C’est en préparant mes cours pour la fac que je me suis rendu compte d’une chose : la grande partie des discours sur l’art, jusqu’à une période relativement récente, prenait pour point de référence des œuvres que personne n’avait jamais vues. Si on y regarde de plus près, rare sont les textes de l’Antiquité qui parlent des œuvres qui leur sont contemporaines. La choses est encore plus vrai par la suite lorsque les producteurs de discours sur l’art (artistes, philosophes, critique d’art, etc.) se sont allègrement tirés la nouille au sujet d’œuvres antiques, généralement disparues, en s’appuyant quasi exclusivement sur l’efficace publicité qu’en donne Pline l’Ancien (et les récits cumulatifs depuis l’antiquité qui ont repris ses propos). Évidemment, ce n’est pas vraiment une découverte. tous ceux qui s’intéressent à l’histoire de l’art savent cela. Mais je me suis demandé dans la foulée si il existe aujourd’hui encore des œuvres « mythiques » (donc disparues ou incomplètes) sur lesquelles on ne fini pas de produire du discours : en bref, qui sont nos « Pline l’Ancien » et quels fantasmes autour de quels « Apelle » contemporains.
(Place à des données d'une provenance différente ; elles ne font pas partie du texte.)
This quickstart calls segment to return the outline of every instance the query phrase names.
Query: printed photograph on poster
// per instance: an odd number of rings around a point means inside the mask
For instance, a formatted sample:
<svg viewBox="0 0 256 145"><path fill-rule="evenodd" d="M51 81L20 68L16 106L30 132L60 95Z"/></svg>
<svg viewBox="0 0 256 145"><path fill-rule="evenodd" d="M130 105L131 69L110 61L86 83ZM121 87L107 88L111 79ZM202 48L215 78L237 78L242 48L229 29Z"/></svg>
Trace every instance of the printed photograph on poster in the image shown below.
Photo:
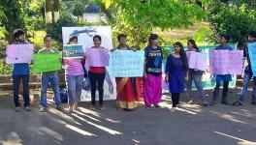
<svg viewBox="0 0 256 145"><path fill-rule="evenodd" d="M102 38L101 46L112 49L112 38L111 26L83 26L83 27L62 27L63 44L68 44L70 36L78 37L78 44L82 45L83 51L86 48L93 46L93 36L99 35ZM85 69L88 72L88 63L85 63ZM115 78L109 72L109 68L106 67L106 77L104 80L104 97L103 100L115 100L116 99L116 84ZM96 101L98 101L98 95L96 91ZM84 78L83 89L81 91L81 102L90 102L90 84L89 79Z"/></svg>

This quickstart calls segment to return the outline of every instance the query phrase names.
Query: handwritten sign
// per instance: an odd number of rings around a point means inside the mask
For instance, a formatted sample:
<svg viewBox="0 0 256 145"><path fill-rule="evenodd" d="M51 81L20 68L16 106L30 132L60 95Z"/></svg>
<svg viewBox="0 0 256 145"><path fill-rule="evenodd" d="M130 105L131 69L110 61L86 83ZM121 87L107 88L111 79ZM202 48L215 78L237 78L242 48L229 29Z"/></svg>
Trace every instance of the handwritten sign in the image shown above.
<svg viewBox="0 0 256 145"><path fill-rule="evenodd" d="M256 43L248 43L248 51L253 76L256 76Z"/></svg>
<svg viewBox="0 0 256 145"><path fill-rule="evenodd" d="M33 55L35 73L61 70L60 53L38 53Z"/></svg>
<svg viewBox="0 0 256 145"><path fill-rule="evenodd" d="M213 74L241 74L242 53L242 50L212 50L209 72Z"/></svg>
<svg viewBox="0 0 256 145"><path fill-rule="evenodd" d="M110 72L114 77L142 77L144 51L115 50L110 55Z"/></svg>
<svg viewBox="0 0 256 145"><path fill-rule="evenodd" d="M30 63L34 53L33 44L9 44L6 48L6 63L20 64Z"/></svg>
<svg viewBox="0 0 256 145"><path fill-rule="evenodd" d="M87 48L85 52L86 63L90 67L109 66L109 49L107 48Z"/></svg>
<svg viewBox="0 0 256 145"><path fill-rule="evenodd" d="M206 54L195 51L186 51L186 54L188 59L188 66L190 69L206 71L207 69Z"/></svg>
<svg viewBox="0 0 256 145"><path fill-rule="evenodd" d="M80 44L64 44L63 51L63 58L82 58L83 55L82 45Z"/></svg>

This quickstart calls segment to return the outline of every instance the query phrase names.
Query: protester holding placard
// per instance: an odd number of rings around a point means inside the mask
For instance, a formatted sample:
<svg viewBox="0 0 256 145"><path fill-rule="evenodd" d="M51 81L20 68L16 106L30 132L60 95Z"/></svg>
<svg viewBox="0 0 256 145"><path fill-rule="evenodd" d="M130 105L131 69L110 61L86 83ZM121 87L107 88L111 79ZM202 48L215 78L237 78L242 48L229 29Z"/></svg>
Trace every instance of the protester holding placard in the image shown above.
<svg viewBox="0 0 256 145"><path fill-rule="evenodd" d="M14 32L16 43L14 44L27 44L25 43L25 33L21 29L16 29ZM32 54L31 54L32 55ZM14 84L14 100L16 111L20 110L20 103L18 101L18 87L20 80L22 80L23 86L23 101L25 111L30 111L29 108L29 65L28 63L14 64L13 68L13 84Z"/></svg>
<svg viewBox="0 0 256 145"><path fill-rule="evenodd" d="M144 101L149 108L152 104L158 107L162 96L162 48L158 45L158 35L151 34L148 45L144 48Z"/></svg>
<svg viewBox="0 0 256 145"><path fill-rule="evenodd" d="M220 45L218 45L215 50L232 50L232 47L227 45L228 43L228 36L227 35L221 35L220 36ZM219 60L220 61L220 60ZM221 67L221 66L220 66ZM228 102L228 89L229 89L229 82L232 81L231 74L216 74L216 85L213 90L213 97L212 102L210 102L210 105L215 105L217 102L219 88L220 88L220 82L223 81L223 92L222 92L222 102L223 104L229 104Z"/></svg>
<svg viewBox="0 0 256 145"><path fill-rule="evenodd" d="M184 83L188 80L188 61L181 43L174 44L175 52L169 54L166 62L165 81L169 83L175 111L179 103L179 94L184 92Z"/></svg>
<svg viewBox="0 0 256 145"><path fill-rule="evenodd" d="M94 45L87 48L85 51L86 63L89 65L89 79L91 84L91 107L95 109L95 96L96 88L99 91L99 104L100 109L105 110L103 106L104 96L104 79L106 76L106 68L109 65L109 49L101 46L101 36L95 35L93 37Z"/></svg>
<svg viewBox="0 0 256 145"><path fill-rule="evenodd" d="M44 38L44 43L46 47L42 48L38 51L38 53L58 53L58 49L52 48L51 46L51 37L49 35L46 35ZM54 93L54 102L55 102L55 107L58 110L61 110L61 101L60 101L60 95L59 95L59 78L58 73L56 71L53 72L44 72L41 73L41 105L42 108L40 109L40 112L45 112L48 109L48 102L47 102L47 93L48 93L48 87L50 83L50 86L52 87L53 93Z"/></svg>
<svg viewBox="0 0 256 145"><path fill-rule="evenodd" d="M126 35L120 34L117 37L119 45L115 48L118 50L132 50L126 44ZM113 49L113 50L115 50ZM142 96L140 79L136 77L115 77L116 81L116 106L122 109L134 109L137 107Z"/></svg>
<svg viewBox="0 0 256 145"><path fill-rule="evenodd" d="M78 37L71 36L69 39L69 44L77 44ZM65 51L63 50L63 53ZM69 108L68 112L78 110L79 102L80 100L82 79L83 79L83 69L82 69L83 58L65 58L63 59L63 65L65 66L65 77L66 85L68 88L69 97Z"/></svg>
<svg viewBox="0 0 256 145"><path fill-rule="evenodd" d="M249 33L248 43L256 43L256 32L255 31L252 31ZM251 97L251 103L256 104L256 76L253 76L253 72L251 69L251 61L249 57L248 44L246 44L243 49L243 57L245 57L244 64L246 64L246 67L244 66L245 69L244 69L244 73L243 73L242 89L240 94L239 101L235 102L233 105L242 105L244 103L244 99L248 95L248 87L250 84L251 77L253 77L253 93Z"/></svg>
<svg viewBox="0 0 256 145"><path fill-rule="evenodd" d="M194 40L187 41L187 47L188 47L188 51L200 52ZM188 103L193 103L193 96L192 96L192 89L191 89L192 80L193 80L200 94L201 101L203 102L203 105L208 105L206 94L205 94L205 91L202 85L202 75L203 75L203 71L200 71L197 69L189 69L188 80L186 81L187 96L189 98Z"/></svg>

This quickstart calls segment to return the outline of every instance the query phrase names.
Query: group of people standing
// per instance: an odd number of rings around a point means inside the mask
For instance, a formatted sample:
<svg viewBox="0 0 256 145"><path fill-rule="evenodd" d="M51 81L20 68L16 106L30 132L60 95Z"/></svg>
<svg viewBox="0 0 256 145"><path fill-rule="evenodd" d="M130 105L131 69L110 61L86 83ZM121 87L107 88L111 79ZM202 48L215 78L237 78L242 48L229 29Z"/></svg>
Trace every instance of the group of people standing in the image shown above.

Pour cela, j’ai choisi de me tourner vers une discipline encore en relativement jeune : « l’histoire de l’exposition » (cf. Jérôme Glicenstein, L’Art, une histoire d’exposition). Et là, la chose parait assez claire : Qui à vu la dernière exposition Futuriste « 0,10 » (Galerie Dobtytchina, Petrograd, 1915) ? Combien de personnes ont assisté à la « Première Messe-Dada Internationale » (Galerie d’Otto Burchard, Berlin, 1920) ? Cela est également vrai pour les expositions plus récentes tout aussi mythiques : « This is Tomorrow » (Londres, Whitechapel Gallery, 1956) ; « le Vide » de Klein (Paris, Galerie Iris Clert, 1958)… et surtout l’indépassable « When Attitudes Become Form » [Quand les attitudes deviennent forme] (Berne, Kunsthall, 1969). Car nombre de ces expos se sont tenues dans des lieux « confidentiels » (on pourrait même dire qu’à la fin des années 1960, la Kunsthalle de Bern peut être qualifié de « lieu confidentiel ») et n’ont eu qu’un écho relatif dans la presse « généraliste » de l’époque.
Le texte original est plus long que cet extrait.